Figure 7.9 Model for emissivity variation with anneal temperature.



Figure 7.10 Model for absorptivity variation with anneal temperature.

Figures 7.9 and 7.10 show the plots of normalized emissivity and absorptivity, respectively, as a function of temperature for the different layer structures. In the figures, 0 represents nominal anneal temperature for the 45nm technology used for this project,

and other temperature points are expressed as difference from nominal. We observe that the variation of these optical properties with temperature can be modeled accurately by using linear functions of temperature. Hence they are modeled in the form a(bT+c), where a is the value of the property at nominal anneal temperature, and b and c are coefficients modeling the linear dependence on temperature. For example, the emissivity for STI is expressed as  $\varepsilon_{STI}(b_{STI}T+c_{STI})$ , where  $\varepsilon_{STI}$  is the emissivity for STI at nominal anneal temperature. Figures 9 and 10 also show the corresponding linear fit for each of the functions.

The Calibre layout verification tool [106] calculates relative densities of different layer types for each node point, in a rectangle with sides  $\Delta x$ , and  $\Delta y$ , centered at the node point. These density values are used to calculate density based weighted average of the linear fit coefficients, to yield final average temperature-dependent functions for absorptivity, and emissivity. Finally, these simultaneous non-linear equations are solved for using MATLAB to yield chip level temperature maps for local anneal temperature. Local anneal temperature at any point can be determined by interpolating between the values at node points for the rectangle on the grid that contains the point. These temperature values are used in conjunction with TCAD-based models for accurate performance and leakage analysis, by changing the delay/leakage based on the position of the gate in the layout. The next section discusses the result of such an analysis for several test chips.

# 7.3 Experimental Results

To demonstrate the importance of anneal temperature variation aware analysis, the flow described in the previous section is applied to two 45nm test chips, and one 65nm test chip. There are 40X40 rectangular grid cells of equal size located on the top



Figure 7.11 Local anneal temperature distribution for the 45nm chip 1.



Figure 7.12 Ion map for 45nm Chip 1.

surface of the chips, and 40X40 temperature distribution maps are calculated. Calibre was used for processing the layout and to obtain the relative densities of different layer structures. MATLAB was used for solving the non-linear system of equations, and a trust-region based technique was used, which solves a linear system of equations to find the search direction [107, 108].

Figure 7.11 shows the temperature map for Chip 1 (45nm). The X and Y axes represent the grid points on the 40X40 grid, while temperature is plotted as a function of position on the grid. The temperature map shows the presence of two high temperature regions on the chip, which result in the two peaks. The difference between maximum and minimum local anneal temperature on the chip was found to be 10.5°C. We observed the temperature map correlates well with the STI density distribution, because STI has the lowest reflectivity among all the layer structures. Lower reflectivity translates into higher absorptivity, and a high density of STI results in higher temperature in the region due to increased absorption of incident power. However, there are other long range effects related to characteristic thermal length that make the correlation less exact.
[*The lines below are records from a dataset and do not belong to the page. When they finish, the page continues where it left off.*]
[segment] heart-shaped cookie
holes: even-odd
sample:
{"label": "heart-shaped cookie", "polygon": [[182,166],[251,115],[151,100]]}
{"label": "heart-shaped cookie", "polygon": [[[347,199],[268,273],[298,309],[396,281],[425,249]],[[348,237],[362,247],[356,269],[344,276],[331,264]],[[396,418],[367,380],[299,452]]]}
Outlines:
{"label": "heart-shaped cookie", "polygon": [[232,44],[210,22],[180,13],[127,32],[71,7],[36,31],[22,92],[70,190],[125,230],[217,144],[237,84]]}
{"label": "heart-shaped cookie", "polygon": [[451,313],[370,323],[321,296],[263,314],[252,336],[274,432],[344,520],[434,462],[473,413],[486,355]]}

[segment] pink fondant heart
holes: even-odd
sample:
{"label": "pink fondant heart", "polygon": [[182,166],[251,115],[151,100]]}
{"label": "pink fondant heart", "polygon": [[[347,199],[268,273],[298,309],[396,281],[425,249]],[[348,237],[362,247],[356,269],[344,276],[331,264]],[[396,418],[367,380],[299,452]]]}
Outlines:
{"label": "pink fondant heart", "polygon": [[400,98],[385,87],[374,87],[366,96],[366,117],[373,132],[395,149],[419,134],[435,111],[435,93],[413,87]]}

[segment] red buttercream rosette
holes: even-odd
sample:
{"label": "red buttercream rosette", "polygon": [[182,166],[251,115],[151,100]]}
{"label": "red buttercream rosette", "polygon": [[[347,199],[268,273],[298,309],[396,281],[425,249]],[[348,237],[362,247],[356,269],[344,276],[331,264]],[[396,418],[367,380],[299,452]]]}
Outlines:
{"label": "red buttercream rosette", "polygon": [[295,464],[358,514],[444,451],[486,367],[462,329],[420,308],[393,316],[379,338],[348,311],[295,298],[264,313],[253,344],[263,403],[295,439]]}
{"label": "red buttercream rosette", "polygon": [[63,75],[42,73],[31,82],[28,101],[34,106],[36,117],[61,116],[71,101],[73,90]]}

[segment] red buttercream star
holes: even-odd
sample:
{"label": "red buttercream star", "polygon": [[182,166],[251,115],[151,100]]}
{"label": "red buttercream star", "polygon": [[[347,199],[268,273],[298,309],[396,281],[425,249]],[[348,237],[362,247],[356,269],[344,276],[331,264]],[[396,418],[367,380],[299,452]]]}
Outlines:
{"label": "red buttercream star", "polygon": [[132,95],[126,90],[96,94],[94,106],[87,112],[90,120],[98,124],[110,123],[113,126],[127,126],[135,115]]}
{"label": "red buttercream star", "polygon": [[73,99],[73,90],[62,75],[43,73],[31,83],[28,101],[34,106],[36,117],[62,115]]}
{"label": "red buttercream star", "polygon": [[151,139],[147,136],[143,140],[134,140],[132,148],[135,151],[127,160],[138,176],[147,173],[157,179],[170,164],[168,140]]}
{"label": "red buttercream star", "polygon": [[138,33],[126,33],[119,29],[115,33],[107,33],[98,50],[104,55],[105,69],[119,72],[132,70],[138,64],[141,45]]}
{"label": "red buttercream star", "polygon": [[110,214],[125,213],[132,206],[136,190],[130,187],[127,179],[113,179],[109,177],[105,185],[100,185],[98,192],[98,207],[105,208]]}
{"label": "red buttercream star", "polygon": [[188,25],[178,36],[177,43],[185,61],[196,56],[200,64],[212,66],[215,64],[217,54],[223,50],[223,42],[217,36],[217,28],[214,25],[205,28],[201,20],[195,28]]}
To examine the electrical effects of the local anneal temperature, TCAD-level models for temperature dependence of Ion and Ioff are employed. For both Ion and Ioff, the values reported are the average values for PMOS and NMOS. Figure 7.12 shows the Ion map for the chip. Ion values are reported as the percentage deviation from the slowest location on the die. Deviation of up to 6.8% from the slowest location are observed. The resulting deviation in inverter delay was found to be 7.3%. A high deviation in performance/delay establishes the need for such a local anneal temperature aware performance analysis. Figure 7.13 shows the corresponding plot for Ioff. The effects observed here are substantial as well. The plot shows Ioff as a function of position on the grid, and all the values are normalized to the lowest leakage point in the die. We observe

that device leakage at the fastest point (highest Ion) is 2.45X higher than the slowest point.

Next we examined another 45nm experimental test chip for chip level anneal temperature variations, using 40X40 rectangular grid for analysis. Figure 7.14 shows the



Figure 7.13 Ioff map for the 45nm Chip 1.



Figure 7.14 Local anneal temperature distribution for 45nm Chip 2.



Figure 7.15 Local anneal temperature distribution for the 65nm chip.

chip level anneal temperature distribution for this chip. The difference between maximum and minimum local anneal temperature on the chip was found to be 10.5°C. This translates into 6.6% variation in Ion, and a 2.4X variation in the off current. These numbers are very close to Chip 1, but the actual temperature distributions are very different (layout pattern dependent).

To examine how the effect scales with technology, we performed full chip thermal simulations for a 65nm test chip. We again use a 40X40 rectangular grid for the analysis. Figure 7.15 shows the chip-level temperature distribution. The difference between maximum and minimum local anneal temperature on the chip was found to be 8.5°C, which is slightly smaller than the 45nm test case. The temperature distribution, again, shows a good correlation with STI density distribution. Although the magnitude of chip-level temperature variation is smaller than the 45nm test case, it remains large enough to have a reasonable impact on performance and leakage.



Figure 7.16 Temperature variation as a function of film thickness.

#### 7.4 Minimizing Anneal Temperature Variation

As established in the previous section, RTA-driven local anneal temperature variation significantly impacts device drive current and leakage, and there is a need to minimize this variation. In this section, we discuss three approaches to minimize the impact of anneal temperature variation: one modifies the process flow by introducing a film deposition step, and the other two approaches use anneal temperature variation aware design to mitigate the impact of anneal temperature variation across chip. These approaches are analyzed for effectiveness and cost of implementation.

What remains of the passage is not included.